Though eBay's online marketplace is hardly obscure, few may know of the frontiers of adventure that await there. For the keen, it can be quite lucrative. But it takes savvy, a sharp eye and sometimes an obsessive nature to find the diamonds in the rough.
"It's kind of looking for the gem in a bunch of what is oftentimes stuff that needs to go to the thrift shop," said Tom Harper, of Lawrence, who has made a name for himself on eBay selling various antiques, '50s and '60s artifacts and even a house.
Harper has sold nearly 3,000 items at auction on eBay, many of which he has found locally at estate and garage sales. He knows a few tricks for finding secondhand treasures, but mostly, he says, it's a lot of work and being the early bird.
"There is a select group of people who are compulsive enough to do that on Friday and Saturday mornings, and we see each other every weekend we're there. It's kind of a competitive culture out there at 6, 7 a.m. Saturday mornings," he said. "I plan out my morning by looking at classifieds."
Harper has reaped vast rewards from such persistence, however. He always remembers the mornings where he stumbles upon such hidden gems.
"I went in the garage, and in the corner was a 1948 Wurlitzer jukebox. I didn't know it was a 1948, I just knew it was an old jukebox," he said. "It was trashed; it looked like an old car that needed a lot of work. It was in bad condition, but it looked like it was all there pretty much.
Take the eBay tour on how to become a seller at http://pages.ebay.com/education/howtosell/index.html
"All I did was I cleaned it up, took good photos, and a guy who restores jukeboxes was actually traveling around and saw the auction, bid on it and won," Harper said. "I got $2,025 for that."
A lesser-known aspect of eBay is a listing service for real estate. Much like classifieds, there is no bidding, but the ability to market to such a massive audience can be useful for the right house.
When Harper, who also is a real estate agent, was preparing to sell a house with iconic '50s hyperbolic paraboloid architecture, he thought his best buyers might be outside Lawrence.
"I had never used eBay for a listing, but my rationale on that house is that it's so unusual and it's a very important house in terms of 1950s architecture - the (Kansas University) dean of civil engineering and his students created it in 1956, so there's a lot of history there. I thought, I need to market this to the world," Harper said.
With the help of helpful keywords and a virtual tool, Harper was able to "show" the site to many more potential buyers than would be possible in a classic open house, and the eBay exposure paid off.
"I think I had 6,000 hits in terms of people looking at it, which is huge," Harper said. "It really proved to me that eBay is a tremendous tool to connect buyers with sellers; it's just a great marketing tool."
Though eBay is the perfect place for the obscure treasures of the world, many use it for more practical purposes.

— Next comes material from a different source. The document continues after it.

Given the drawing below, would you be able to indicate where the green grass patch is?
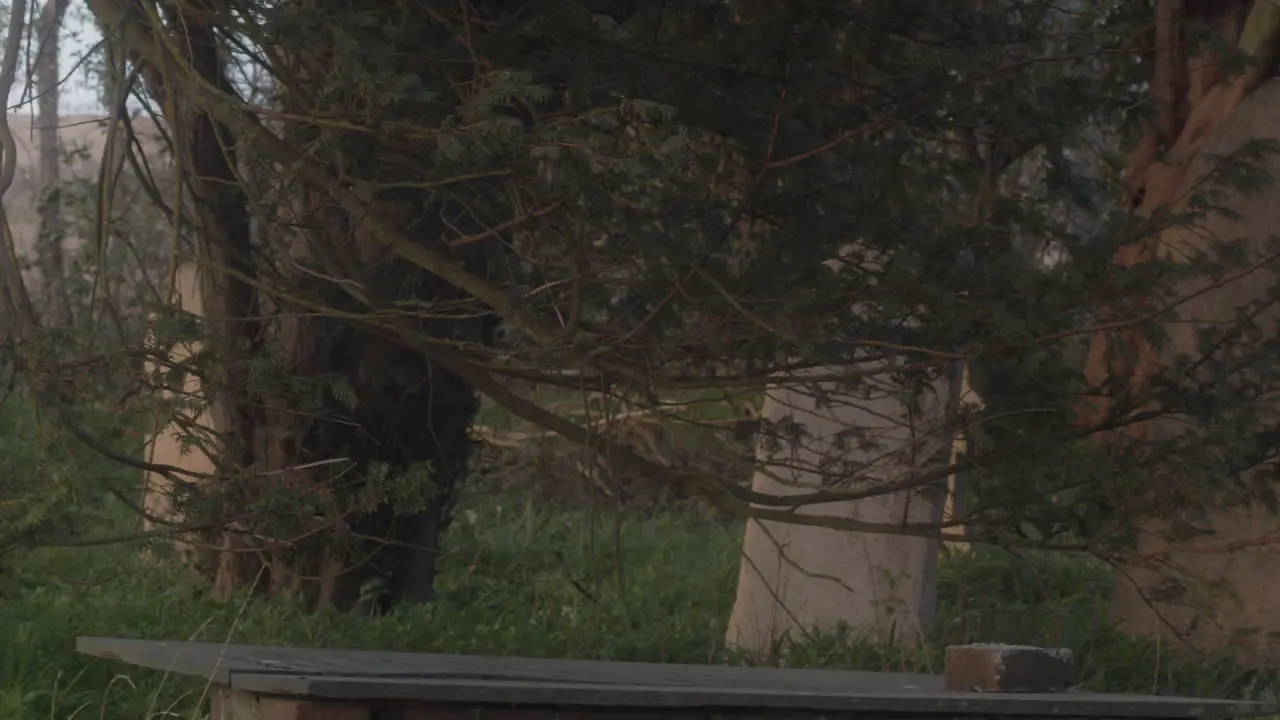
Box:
[0,501,1260,720]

The 10 pairs of old jeans that Dan Berry listed on eBay made him around $100. Nothing to retire on, for sure, but not bad for extra baggage lying around the house. Berry says he got the idea from a friend who had found demand on eBay for the most useless items in her closet: used bras.
But Berry was an eBayer long before he listed his jeans.

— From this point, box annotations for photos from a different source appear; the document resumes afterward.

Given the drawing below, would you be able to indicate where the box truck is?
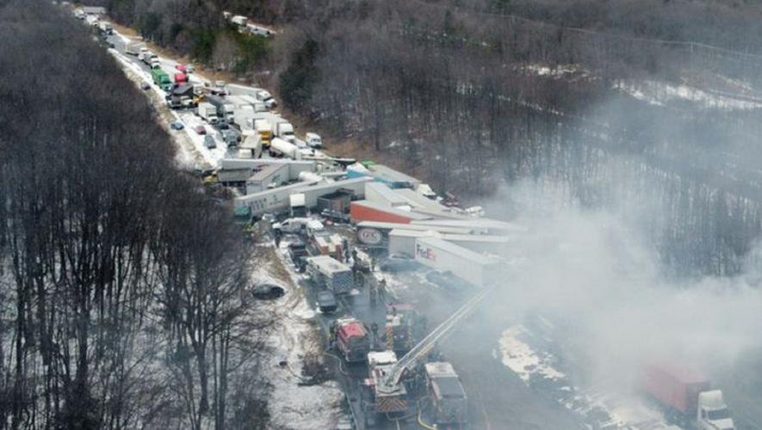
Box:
[270,137,302,160]
[204,95,235,124]
[198,102,219,125]
[151,69,174,91]
[124,42,143,56]
[642,364,735,430]
[254,90,278,109]
[273,119,296,143]
[307,255,354,294]
[254,118,273,148]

"If you ask my wife she'd probably tell you that I'm addicted to eBay," said Berry, a mortgage agent for First State Bank & Trust. "You see things on eBay that you can't see anything else."

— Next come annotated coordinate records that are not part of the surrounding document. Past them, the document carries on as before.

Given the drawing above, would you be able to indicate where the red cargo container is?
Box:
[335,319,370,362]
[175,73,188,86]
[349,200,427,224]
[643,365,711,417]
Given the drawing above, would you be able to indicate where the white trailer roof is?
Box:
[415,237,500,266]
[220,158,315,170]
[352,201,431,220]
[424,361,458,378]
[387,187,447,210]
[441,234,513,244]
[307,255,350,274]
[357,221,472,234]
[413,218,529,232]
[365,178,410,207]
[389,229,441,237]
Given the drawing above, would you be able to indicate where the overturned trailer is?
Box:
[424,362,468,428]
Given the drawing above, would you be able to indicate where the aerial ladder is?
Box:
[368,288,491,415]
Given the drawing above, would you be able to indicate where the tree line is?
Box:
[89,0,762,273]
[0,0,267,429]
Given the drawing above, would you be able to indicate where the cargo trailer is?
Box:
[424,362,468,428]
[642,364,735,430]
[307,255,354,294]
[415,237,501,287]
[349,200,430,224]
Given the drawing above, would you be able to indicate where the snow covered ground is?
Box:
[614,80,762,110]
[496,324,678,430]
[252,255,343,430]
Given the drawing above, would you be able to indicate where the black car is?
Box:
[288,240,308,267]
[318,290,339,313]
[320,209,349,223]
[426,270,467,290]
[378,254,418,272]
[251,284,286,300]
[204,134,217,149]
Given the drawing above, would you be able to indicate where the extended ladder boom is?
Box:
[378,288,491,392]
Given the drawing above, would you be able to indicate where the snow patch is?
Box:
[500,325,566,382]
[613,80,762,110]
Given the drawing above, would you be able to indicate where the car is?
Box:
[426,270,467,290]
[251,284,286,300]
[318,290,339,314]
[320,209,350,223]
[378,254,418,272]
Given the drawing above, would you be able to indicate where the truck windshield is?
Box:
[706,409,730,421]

"Recently there was an old World War II aircraft for sale that was in the Normandy invasion," he said. "I don't know any other format where you can go out and buy a piece of history."
Recently, Berry won an auction and got more than just the purchase. After he won an auction for a used Mercedes, he flew to Miami to get the car and drive it back. Even after the additional expenses, he got a great deal.
"Over what you'd expect to pay at a dealership, I saved about $5,500. And, you know, the plane ticket was 270 bucks and the gas cost about me about, I don't know, 150 dollars to get me back," Berry said.
"And it was a heck of a drive. It was a pretty good adventure. My wife thought I was crazy, but it was really fun."